Paraguayan footballer (1939–2023)

Carlos Monnin (18 July 1939 – 6 January 2023) was a Paraguayan football player and manager who played as a centre-back.

==Playing career==
Monín stood out on his school's football team in 1955 in two tournaments in Asunción and Buenos Aires. The following year, he was recruited by Cerro Porteño, based in Asunción, and became a starter in 1958. When he was 19, he made his debut for the national team, playing in four matches in the 1959 South American Championship in Ecuador. In 1960, he transferred to CR Flamengo in Brazil, where he played for one season. He then returned to Cerro Porteño, where he won the 1961 season championship and competed in the 1962 Copa Libertadores. He was again selected for the national team in 1962 for the FIFA World Cup qualification. His total number of national team selections is not certain, but is estimated at 18 appearances.
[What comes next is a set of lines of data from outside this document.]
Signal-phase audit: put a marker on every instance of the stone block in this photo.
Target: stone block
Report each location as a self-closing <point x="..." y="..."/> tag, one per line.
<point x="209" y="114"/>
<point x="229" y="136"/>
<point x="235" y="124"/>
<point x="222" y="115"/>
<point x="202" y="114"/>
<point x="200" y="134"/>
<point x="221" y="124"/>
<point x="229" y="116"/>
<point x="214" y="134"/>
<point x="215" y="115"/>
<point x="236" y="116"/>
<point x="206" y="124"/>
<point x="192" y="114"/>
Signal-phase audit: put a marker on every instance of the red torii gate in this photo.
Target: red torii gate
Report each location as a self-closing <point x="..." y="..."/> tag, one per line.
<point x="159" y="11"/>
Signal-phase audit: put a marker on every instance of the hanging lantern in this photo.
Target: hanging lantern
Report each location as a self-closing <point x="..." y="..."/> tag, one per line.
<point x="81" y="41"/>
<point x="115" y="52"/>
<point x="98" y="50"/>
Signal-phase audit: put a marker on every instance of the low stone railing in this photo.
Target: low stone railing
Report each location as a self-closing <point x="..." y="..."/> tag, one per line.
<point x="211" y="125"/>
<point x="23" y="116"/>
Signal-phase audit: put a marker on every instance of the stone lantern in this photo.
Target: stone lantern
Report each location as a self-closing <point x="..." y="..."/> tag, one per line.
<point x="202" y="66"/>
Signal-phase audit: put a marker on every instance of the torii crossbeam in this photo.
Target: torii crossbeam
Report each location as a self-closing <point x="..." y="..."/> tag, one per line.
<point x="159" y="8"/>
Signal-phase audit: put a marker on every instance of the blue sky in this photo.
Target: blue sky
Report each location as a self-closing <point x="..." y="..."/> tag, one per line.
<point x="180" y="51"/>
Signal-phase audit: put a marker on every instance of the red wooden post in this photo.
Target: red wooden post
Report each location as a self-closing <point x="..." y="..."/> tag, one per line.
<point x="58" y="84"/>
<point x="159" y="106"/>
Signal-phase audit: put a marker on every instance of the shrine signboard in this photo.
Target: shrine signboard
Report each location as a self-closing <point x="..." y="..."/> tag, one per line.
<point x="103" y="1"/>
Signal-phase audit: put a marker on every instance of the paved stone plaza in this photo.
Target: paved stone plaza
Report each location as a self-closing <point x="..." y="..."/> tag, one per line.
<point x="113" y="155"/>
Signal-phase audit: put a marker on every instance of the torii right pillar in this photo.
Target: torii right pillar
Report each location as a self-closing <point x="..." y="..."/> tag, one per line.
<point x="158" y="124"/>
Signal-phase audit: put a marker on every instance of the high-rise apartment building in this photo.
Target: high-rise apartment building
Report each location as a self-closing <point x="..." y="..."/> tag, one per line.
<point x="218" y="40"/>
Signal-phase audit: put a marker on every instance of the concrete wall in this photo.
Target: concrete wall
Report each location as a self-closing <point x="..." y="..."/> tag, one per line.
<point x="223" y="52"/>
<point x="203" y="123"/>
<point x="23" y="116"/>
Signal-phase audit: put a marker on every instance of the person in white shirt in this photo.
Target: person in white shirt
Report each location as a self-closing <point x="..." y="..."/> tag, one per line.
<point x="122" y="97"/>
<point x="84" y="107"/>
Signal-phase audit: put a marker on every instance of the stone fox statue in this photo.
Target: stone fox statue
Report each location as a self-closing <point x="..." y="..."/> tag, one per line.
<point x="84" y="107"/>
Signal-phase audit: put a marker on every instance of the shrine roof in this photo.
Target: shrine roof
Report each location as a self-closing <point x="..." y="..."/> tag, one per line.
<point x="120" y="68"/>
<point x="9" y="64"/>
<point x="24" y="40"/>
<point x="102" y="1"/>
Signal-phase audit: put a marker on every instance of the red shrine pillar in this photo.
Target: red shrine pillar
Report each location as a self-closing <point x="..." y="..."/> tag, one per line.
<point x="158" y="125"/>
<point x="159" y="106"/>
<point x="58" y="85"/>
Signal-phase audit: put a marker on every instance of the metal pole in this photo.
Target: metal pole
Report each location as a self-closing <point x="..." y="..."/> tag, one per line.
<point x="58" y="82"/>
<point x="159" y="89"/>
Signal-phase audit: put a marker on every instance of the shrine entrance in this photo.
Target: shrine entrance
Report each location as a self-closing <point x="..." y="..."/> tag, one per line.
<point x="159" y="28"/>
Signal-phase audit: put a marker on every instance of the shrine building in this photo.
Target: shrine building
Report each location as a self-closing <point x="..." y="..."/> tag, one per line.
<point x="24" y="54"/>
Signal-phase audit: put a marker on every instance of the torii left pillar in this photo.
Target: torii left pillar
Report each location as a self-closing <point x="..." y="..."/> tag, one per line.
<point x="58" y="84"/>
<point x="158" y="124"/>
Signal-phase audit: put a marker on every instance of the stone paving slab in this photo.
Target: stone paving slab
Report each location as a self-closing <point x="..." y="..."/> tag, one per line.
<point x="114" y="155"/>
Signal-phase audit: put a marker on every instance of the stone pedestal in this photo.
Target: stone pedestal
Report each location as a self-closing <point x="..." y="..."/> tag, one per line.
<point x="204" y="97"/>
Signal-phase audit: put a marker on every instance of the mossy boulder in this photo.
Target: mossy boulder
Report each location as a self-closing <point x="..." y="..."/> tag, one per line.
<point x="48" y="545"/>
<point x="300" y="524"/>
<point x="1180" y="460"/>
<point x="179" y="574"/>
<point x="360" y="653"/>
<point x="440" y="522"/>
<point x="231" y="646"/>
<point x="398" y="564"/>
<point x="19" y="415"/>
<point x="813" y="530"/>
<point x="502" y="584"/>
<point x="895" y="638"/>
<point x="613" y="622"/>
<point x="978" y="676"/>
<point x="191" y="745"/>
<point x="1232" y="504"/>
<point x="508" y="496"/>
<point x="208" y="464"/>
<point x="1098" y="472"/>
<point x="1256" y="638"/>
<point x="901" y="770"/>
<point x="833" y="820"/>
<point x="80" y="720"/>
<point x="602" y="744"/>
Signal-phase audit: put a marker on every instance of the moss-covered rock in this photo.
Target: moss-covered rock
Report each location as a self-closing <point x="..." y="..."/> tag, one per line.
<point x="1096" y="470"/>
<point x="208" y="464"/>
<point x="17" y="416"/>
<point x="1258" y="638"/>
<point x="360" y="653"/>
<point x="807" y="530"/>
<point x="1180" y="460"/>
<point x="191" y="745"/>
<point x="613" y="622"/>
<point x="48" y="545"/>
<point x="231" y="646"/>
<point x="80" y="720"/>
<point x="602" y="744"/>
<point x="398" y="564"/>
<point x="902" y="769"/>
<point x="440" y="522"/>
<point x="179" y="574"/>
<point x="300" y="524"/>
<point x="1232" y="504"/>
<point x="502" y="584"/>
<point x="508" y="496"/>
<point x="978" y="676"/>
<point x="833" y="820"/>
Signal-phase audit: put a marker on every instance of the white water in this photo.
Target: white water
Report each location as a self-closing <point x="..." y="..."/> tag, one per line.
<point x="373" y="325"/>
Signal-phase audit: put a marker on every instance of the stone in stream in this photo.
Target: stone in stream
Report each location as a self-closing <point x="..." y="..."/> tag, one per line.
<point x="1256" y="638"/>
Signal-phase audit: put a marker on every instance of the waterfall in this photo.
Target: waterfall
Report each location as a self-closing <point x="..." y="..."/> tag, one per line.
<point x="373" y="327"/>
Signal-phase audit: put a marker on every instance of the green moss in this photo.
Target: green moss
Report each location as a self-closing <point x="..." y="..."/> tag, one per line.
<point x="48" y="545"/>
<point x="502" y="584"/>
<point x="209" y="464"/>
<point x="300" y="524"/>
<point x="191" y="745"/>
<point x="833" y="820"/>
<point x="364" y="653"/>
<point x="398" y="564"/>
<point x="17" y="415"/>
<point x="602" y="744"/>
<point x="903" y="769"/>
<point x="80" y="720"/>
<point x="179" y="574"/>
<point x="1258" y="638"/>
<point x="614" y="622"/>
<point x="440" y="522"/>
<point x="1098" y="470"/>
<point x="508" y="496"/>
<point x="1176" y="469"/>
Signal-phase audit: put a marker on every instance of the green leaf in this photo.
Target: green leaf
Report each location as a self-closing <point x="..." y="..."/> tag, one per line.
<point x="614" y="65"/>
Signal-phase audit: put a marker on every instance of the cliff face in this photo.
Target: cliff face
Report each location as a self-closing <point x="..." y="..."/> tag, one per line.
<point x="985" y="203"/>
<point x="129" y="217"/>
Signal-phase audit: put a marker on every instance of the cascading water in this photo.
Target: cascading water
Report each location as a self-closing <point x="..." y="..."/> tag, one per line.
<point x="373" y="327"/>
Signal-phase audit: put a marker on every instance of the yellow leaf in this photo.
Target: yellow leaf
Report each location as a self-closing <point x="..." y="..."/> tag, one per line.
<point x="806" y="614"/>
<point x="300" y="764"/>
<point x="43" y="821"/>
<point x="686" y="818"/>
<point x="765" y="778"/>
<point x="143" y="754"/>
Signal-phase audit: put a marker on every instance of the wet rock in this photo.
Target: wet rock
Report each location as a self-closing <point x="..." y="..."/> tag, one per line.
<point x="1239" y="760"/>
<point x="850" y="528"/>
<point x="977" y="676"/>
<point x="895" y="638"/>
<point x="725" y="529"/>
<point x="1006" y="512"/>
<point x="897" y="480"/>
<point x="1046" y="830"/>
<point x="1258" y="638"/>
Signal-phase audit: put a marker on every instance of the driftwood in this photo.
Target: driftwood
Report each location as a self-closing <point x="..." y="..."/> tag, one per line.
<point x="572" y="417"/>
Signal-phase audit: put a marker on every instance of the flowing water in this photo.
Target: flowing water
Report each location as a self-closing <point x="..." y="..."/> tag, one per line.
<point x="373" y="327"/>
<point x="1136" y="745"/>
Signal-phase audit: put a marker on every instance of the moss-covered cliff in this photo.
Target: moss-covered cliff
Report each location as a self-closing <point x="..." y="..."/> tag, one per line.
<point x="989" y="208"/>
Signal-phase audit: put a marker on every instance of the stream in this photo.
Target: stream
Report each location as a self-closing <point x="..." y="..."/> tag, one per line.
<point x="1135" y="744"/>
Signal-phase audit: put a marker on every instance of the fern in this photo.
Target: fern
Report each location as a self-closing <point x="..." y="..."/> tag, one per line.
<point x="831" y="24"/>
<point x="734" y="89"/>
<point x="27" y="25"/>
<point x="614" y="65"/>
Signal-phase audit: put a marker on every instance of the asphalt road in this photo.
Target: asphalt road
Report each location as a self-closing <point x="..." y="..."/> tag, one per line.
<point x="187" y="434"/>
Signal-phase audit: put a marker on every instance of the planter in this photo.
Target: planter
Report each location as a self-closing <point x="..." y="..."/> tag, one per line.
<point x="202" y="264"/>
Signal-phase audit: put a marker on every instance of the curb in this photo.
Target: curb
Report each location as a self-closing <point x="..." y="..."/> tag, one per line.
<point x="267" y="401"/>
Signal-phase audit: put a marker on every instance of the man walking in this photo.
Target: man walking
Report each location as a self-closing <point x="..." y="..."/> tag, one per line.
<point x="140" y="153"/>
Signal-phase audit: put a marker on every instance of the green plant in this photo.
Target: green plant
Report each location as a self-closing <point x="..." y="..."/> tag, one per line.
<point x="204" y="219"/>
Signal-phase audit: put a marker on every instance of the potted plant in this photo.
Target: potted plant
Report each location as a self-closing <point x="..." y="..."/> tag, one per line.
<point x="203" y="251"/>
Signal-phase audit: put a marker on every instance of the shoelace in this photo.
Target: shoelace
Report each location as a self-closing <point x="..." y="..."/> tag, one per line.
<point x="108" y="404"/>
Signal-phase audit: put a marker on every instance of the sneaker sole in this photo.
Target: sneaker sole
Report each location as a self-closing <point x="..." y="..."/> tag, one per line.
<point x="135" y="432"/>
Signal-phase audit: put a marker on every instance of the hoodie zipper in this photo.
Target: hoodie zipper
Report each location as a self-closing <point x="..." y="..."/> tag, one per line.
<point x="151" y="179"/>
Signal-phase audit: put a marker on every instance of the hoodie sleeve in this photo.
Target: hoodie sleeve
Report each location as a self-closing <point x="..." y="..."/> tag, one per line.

In 1962, Monín crossed the Atlantic to play for Toulouse FC in the French Division 1. After few appearances initially, he eventually rose to prominence as a defender. In 1967, the club merged with Red Star F.C. and moved to Saint-Ouen-sur-Seine. In 1969, he was responsible for breaking the leg of Olympique Lyonnais forward Fleury Di Nallo, which harmed his reputation. In 1973, Red Star was relegated to Division 2.

==Managerial career==
In 1978, Monín became manager of Red Star's reserve team, where he still played regularly. In 1979, he was hired as coach of CA Mantes, which played in Division 4. He remained there until 1984.

==Death==
Monín died on 6 January 2023, at the age of 83.